During your third and fourth year, you will be sent to see patients. They will have a chief complaint and often will already have a diagnosis. This book will help you know exactly what questions to ask in the history, what to look for on physical exam, what’s on your differential diagnosis, what tests to order and the treatment. Use this and your presentations and notes will be AWESWOME! I just started using it heavily during my ICU rotation and LOVED it. As I said before, if you’re going to buy one medical school book for third and fourth year and beyond, make it this one. And, if you’re going into pediatrics, make sure you pick up the peds book by the same authors.
- Maxwell Quick Medical Reference.
You will use this medical school book frequently to write notes and reference facts quickly on your rotations. It also has ACLS (advanced cardiac life support) guidelines right in front so if you get an emergency you will know exactly what to do and when to do it. Priceless! I’ve used it almost every day. It has algorithms, outlines for notes for basically every rotation, lab values, equations, guides for the physical exam and other important facts. A must-have!
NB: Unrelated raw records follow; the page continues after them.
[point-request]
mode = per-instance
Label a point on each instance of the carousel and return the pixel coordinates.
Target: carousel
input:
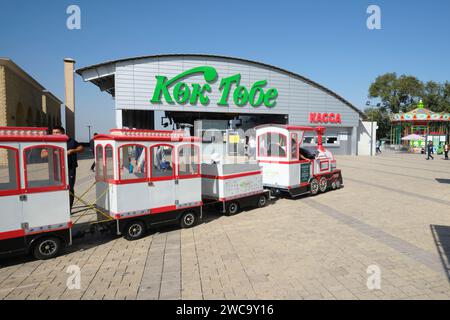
(414, 129)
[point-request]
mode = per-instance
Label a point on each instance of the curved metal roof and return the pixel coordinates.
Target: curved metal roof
(295, 75)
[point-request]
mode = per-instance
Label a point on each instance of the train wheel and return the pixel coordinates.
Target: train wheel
(134, 230)
(314, 187)
(46, 248)
(188, 220)
(323, 184)
(262, 201)
(233, 208)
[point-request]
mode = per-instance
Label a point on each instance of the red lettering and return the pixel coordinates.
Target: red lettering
(317, 117)
(332, 118)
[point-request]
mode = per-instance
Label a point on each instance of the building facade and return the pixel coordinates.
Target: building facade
(155, 91)
(23, 101)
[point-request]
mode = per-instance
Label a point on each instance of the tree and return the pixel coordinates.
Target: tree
(410, 90)
(381, 116)
(384, 88)
(397, 93)
(432, 97)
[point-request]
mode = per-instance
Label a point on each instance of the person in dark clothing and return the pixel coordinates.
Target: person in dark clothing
(430, 150)
(92, 146)
(73, 148)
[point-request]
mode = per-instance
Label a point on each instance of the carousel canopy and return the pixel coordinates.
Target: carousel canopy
(420, 114)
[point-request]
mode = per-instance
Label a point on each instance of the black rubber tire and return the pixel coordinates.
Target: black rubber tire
(188, 219)
(262, 201)
(232, 208)
(323, 184)
(134, 230)
(314, 187)
(46, 248)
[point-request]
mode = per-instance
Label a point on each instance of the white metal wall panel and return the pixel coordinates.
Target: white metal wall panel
(135, 83)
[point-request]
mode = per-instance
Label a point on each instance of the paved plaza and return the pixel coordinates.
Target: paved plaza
(393, 215)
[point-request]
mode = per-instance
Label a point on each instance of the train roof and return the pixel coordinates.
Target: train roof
(146, 135)
(29, 134)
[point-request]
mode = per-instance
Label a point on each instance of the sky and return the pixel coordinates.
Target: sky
(324, 40)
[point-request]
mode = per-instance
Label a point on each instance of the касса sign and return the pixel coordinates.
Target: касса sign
(175, 91)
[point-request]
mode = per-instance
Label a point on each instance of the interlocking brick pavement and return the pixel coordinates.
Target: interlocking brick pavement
(394, 212)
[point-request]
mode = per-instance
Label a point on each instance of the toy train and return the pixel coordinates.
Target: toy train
(145, 178)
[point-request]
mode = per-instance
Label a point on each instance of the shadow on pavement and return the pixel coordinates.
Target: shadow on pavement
(441, 235)
(447, 181)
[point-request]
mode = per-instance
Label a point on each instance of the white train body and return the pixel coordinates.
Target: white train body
(145, 173)
(284, 168)
(34, 194)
- Case Files Series by Eugene Toy.
- These have been my favorite medical school books during third year. They are for specific specialties/rotations and give common cases for that specialty. They start with a story about a patient coming in with certain complaints and physical exam findings. It then asks you what the most likely diagnosis is and what you should do next. You turn the page and it gives you the answers with explanation about the disease. It then asks you follow-up questions with answers and explanations at the end. After reading each case just one time I felt like I knew it well. That’s one of the best benefits of these books in my mind. They are also good preparation for the exams you have at the end of every rotation (yes, you still have tests third year) called Shelf exams.
- Pretest Series.
For me, questions are the best way to prepare for exams. The questions in the pretest medical school books are similar to those you will see on the shelf exams for each specialty and may be slightly more difficult. This is good because it will prepare you well for the exam.
- MKSAP for Students.
Probably the best question book for internal medicine. Detailed questions and answers to prepare you well for the medicine shelf. This is also a great book to prepare for any of your shelf exams as many of them are heavily medicine-based. Also great prep for USMLE Step 2 CK!
Hopefully these medical school books will prove useful to you as they have to me. Best of luck!